Ia mencoba mengingat detail kejadian tersebut, hal apa yang membuat ia berakhir di atas ranjang bersama Sita. Gilanya, mereka terbangun dalam keadaan polos tanpa selembar pakaian pun di tubuh mereka. Sita hampir menjerit ketakutan, menuduh Galih melakukan hal yang tidak-tidak padanya. Sedangkan Galih menghujani Sita dengan tuduhan yang sama mengingat tabiat Sita yang memang suka berhubungan intim dengan para laki-laki.
"Gila kamu! Aku nggak mungkin tidur dengan calon suami sahabatku sendiri!" sarkas Sita dengan tubuh masih tertutup selimut.
Galih menekan kedua kepalanya yang berdenyut tanpa berani melihat Sita. "Aku sama sekali nggak ingat apa yang bikin aku berbuat begini, Ta. A-aku ... aku ...." Galih menemukan memori kecil nan singkat itu. Ketika ia tidur, ia melihat wajah Anis yang tersenyum padanya. Galih merasakan sentuhan dan ciuman Anis membangkitkan gairah. Sialnya, entah bagaimana caranya justru Sitalah yang ia tiduri.
"SHIT!" Galih mengumpat. "Setan apa yang bikin aku bego kayak gini?"
"Kita sama-sama mabuk.
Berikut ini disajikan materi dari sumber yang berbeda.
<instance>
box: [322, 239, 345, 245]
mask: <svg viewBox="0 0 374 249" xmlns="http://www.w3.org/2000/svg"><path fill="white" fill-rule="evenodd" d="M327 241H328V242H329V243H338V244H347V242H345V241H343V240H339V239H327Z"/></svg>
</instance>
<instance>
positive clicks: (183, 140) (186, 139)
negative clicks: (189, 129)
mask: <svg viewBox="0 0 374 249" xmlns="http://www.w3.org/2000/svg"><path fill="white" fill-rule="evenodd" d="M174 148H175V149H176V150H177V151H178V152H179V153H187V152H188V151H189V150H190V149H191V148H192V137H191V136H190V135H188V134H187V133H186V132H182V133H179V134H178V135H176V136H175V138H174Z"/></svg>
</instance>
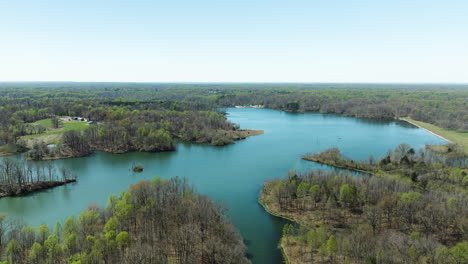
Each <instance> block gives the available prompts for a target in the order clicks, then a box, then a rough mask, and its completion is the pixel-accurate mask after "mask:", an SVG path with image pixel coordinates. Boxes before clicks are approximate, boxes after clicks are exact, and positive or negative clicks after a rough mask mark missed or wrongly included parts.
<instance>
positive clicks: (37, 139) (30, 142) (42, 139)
mask: <svg viewBox="0 0 468 264" xmlns="http://www.w3.org/2000/svg"><path fill="white" fill-rule="evenodd" d="M60 120H61V122H62V123H61V127H59V128H52V121H51V119H50V118H48V119H42V120H38V121H36V122H35V123H33V124H36V125H41V126H43V127H45V128H46V131H45V132H44V133H41V134H34V135H27V136H23V137H21V140H24V141H25V142H26V146H27V147H29V148H31V147H32V145H33V144H34V143H35V142H44V143H46V144H58V143H60V139H61V137H62V134H63V133H65V132H67V131H72V130H77V131H81V130H85V129H86V128H87V127H88V126H89V124H88V123H86V122H84V121H76V120H71V121H69V118H61V119H60Z"/></svg>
Aku bener-bener yakin laki-laki yang meniduriku adalah Levin. Kenapa malah kamu, Gal?" Sita mendekap selimut, wajahnya tertutup dan air matanya tumpah begitu saja. "Anis, maafin aku. Gimana caranya aku minta maaf sama kamu?"
"Jangan bilang!" kata Galih.
Sita mengangkat wajahnya, menoleh pada Galih.
"Jangan bilang ke siapa-siapa soal ini. Bersumpahlah untuk merahasiakannya, Ta. Please, jangan biarkan kecerobohan kita menghancurkan hidup Anis."
"Bahkan tanpa kamu minta pun, aku nggak akan mengatakannya pada Anis. Kamu pikir aku bodoh?"
"Oke, kalau gitu lupakan soal kejadian ini."
"What?" Sita menggeleng tak habis pikir. "Galih! Kamu pikir segampang itu menganggap seakan nggak pernah terjadi apa-apa sama kita? Memangnya kamu tahu apakah benih kamu itu terbuang atau justru sebaliknya?" Sita berteriak dengan suara tertahan agar tidak ada yang mendengar. Ia tidak lupa kalau mereka sedang berada di rumah Levin. "Galih! Gimana kalau aku hamil?"
Wajah Galih menegang mendengar kalimat Sita. Sekujur tubuhnya berkeringat dan ia tidak mampu membayangkan kengerian itu bakal merobohkan dunianya.